Basis of Presentation
The unaudited pro forma condensed consolidated balance sheet as of September 29, 2019 and unaudited pro forma condensed consolidated statement of operations for the nine months ended September 29, 2019 are derived from and should be read in conjunction with the Company’s unaudited financial statements in its Quarterly Report on Form 10-Q for the quarterly period ended September 29, 2019, which was filed with the SEC on November 13, 2019. The unaudited pro forma condensed consolidated statement of operations for the year ended December 31, 2018 is derived from and should be read in conjunction with the Company’s audited financial statements in its Annual Report on Form 10-K for the year ended December 31, 2018, which was filed with the SEC on March 1, 2019.

The unaudited pro forma condensed consolidated balance sheet of the Company as of September 29, 2019 is presented as if the Disposition had occurred on September 29, 2019. The unaudited pro forma condensed consolidated statements of operations for the nine months ended September 29, 2019 as well as for the year ended December 31, 2018, are presented as if the Disposition had occurred on January 1, 2018, the beginning of the earliest period presented.

The Company’s historical consolidated financial statements have been adjusted in the unaudited pro forma condensed consolidated financial information to present events that are (i) directly attributable to the Disposition, (ii) factually supportable and (iii) are expected to have a continuing impact on the Company’s consolidated results following the Disposition.

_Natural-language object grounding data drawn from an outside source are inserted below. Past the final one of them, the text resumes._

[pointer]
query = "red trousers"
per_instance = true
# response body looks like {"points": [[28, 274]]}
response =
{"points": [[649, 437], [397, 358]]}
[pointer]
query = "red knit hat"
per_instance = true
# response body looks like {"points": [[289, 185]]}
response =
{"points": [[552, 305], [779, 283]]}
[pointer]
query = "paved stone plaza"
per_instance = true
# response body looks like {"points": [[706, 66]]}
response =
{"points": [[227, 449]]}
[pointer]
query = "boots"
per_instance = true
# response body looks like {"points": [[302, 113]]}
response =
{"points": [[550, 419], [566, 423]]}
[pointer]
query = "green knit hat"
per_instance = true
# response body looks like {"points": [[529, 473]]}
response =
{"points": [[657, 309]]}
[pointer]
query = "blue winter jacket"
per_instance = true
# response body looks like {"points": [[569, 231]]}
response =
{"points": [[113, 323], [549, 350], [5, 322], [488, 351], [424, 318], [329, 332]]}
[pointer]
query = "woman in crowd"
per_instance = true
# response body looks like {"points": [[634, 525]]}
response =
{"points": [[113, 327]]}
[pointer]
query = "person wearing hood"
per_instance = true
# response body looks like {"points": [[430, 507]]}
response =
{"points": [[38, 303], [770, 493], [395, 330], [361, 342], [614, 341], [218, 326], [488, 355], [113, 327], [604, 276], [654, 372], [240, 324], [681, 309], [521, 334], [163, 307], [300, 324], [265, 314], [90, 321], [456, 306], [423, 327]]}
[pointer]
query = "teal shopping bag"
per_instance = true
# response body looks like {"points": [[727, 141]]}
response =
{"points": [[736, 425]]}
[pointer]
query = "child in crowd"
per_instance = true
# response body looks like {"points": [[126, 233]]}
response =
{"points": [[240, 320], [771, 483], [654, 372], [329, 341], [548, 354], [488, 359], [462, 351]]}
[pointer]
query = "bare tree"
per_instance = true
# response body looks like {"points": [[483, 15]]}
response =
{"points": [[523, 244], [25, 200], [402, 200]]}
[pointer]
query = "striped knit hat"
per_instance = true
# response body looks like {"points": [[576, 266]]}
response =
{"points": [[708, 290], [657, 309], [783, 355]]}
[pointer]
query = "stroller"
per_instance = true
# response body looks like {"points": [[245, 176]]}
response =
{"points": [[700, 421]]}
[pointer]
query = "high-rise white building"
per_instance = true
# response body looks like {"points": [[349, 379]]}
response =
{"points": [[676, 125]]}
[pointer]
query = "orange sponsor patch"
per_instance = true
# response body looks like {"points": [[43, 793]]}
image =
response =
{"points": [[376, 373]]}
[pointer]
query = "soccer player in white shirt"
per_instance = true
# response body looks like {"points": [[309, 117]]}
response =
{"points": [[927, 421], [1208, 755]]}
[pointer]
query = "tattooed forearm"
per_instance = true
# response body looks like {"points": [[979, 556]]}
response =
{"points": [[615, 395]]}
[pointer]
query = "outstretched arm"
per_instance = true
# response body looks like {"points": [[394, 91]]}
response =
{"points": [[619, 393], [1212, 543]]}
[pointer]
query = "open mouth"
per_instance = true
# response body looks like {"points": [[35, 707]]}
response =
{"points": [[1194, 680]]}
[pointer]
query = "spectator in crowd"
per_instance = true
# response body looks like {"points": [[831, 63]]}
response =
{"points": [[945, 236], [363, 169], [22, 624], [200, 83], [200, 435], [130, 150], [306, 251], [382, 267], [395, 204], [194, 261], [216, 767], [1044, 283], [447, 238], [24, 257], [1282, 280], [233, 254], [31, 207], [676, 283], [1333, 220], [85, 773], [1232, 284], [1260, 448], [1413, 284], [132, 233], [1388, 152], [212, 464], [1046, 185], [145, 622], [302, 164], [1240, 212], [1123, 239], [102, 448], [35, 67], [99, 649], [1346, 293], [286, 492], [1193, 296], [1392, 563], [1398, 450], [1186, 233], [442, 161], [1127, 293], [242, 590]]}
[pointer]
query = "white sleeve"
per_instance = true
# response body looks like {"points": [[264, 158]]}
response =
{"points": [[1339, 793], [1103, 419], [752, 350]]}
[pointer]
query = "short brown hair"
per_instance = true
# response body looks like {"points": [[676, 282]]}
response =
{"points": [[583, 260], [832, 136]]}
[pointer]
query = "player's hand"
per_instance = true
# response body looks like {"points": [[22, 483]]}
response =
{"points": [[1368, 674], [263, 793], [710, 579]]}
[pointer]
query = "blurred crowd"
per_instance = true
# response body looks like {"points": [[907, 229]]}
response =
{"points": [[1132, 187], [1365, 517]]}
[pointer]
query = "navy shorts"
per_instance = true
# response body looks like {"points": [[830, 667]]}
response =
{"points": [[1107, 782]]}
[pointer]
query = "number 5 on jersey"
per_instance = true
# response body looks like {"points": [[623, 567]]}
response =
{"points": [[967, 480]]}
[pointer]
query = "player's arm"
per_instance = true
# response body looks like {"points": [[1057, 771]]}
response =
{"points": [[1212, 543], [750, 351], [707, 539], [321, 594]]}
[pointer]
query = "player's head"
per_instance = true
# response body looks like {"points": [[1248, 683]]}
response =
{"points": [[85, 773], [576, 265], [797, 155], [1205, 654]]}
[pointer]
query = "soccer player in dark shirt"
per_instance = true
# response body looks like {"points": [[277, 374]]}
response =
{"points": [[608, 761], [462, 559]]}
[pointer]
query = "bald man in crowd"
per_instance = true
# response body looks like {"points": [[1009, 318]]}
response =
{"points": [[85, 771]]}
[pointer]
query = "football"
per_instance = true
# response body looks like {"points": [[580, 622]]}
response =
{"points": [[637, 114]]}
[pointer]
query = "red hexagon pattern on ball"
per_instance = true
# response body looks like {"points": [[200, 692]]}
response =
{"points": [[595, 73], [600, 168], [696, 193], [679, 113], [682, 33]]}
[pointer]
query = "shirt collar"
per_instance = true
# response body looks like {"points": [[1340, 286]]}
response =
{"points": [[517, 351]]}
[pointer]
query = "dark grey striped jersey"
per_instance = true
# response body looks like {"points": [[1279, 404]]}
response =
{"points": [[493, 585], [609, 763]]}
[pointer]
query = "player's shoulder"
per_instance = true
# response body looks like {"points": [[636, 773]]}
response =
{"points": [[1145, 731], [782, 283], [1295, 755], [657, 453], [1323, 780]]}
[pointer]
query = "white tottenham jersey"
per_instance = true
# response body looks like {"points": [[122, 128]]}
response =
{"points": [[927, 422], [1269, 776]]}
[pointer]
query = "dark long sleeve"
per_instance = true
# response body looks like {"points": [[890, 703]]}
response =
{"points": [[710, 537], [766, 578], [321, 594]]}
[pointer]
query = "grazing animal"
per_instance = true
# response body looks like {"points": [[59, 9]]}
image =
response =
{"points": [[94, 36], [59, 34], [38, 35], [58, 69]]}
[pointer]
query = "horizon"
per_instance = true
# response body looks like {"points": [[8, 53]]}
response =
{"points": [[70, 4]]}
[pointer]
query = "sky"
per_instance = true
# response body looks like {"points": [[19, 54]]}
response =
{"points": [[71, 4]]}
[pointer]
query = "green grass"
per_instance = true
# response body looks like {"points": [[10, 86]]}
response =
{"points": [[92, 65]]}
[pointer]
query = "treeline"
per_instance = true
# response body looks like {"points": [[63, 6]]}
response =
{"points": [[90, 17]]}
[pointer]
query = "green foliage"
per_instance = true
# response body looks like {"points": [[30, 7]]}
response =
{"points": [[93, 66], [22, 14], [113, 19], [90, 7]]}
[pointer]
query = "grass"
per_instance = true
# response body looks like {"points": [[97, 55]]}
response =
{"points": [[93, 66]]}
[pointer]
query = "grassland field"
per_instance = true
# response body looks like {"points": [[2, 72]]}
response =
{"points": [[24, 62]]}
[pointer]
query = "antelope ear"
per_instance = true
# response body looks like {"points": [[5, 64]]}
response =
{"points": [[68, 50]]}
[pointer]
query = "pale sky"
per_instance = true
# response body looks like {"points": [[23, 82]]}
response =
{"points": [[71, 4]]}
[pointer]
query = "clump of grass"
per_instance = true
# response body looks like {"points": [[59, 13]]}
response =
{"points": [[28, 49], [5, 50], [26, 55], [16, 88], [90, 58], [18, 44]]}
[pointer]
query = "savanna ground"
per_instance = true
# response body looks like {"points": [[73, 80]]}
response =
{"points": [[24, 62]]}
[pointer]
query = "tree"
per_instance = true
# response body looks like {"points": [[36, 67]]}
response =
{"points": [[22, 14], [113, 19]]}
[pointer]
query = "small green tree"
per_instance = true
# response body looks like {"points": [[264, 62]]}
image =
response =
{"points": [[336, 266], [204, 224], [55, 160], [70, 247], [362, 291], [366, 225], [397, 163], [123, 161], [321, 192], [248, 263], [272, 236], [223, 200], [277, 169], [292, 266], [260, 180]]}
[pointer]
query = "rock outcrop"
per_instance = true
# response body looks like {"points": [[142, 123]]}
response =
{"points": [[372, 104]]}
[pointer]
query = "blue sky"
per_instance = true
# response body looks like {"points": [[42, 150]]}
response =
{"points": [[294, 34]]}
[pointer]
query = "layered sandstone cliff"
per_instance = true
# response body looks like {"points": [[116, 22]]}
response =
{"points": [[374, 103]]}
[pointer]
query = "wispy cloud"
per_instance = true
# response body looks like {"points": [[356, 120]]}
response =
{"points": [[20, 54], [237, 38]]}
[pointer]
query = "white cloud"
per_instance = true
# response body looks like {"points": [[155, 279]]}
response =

These unaudited pro forma condensed consolidated financial statements do not purport to be indicative of the financial position or results of earnings of the Company as of such date or for such periods, nor are they necessarily indicative of future results.
 
 
2.
Pro Forma Adjustments

The following pro forma adjustments are included in the Company’s unaudited pro forma condensed consolidated financial information:

(a)
These adjustments reflect the disposition of CIRCOR’s I&S business for $172.0 million, in cash, $10.0 million of current taxes and $5.0 million of deferred taxes associated with the Disposition and $3.0 million of fees and expenses. This net cash of $159.0 million is shown as being used to repay long-term debt. The adjustment also includes derecognizing disposed assets and liabilities of the I&S business including $91.5 million of goodwill allocated to the I&S business. The adjustment to retained earnings reflects an estimated $38.0 million after-tax gain on the Disposition.

(b)
These adjustments reflect the elimination of revenues and expenses associated with the I&S business. In addition, the adjustments reflect a reduction of interest expense (net of a tax) as the net proceeds are anticipated to be used to repay long-term debt. The adjustments do not reflect the anticipated gain on sale as described in (a) above as that is considered one-time in nature and not indicative of ongoing operations.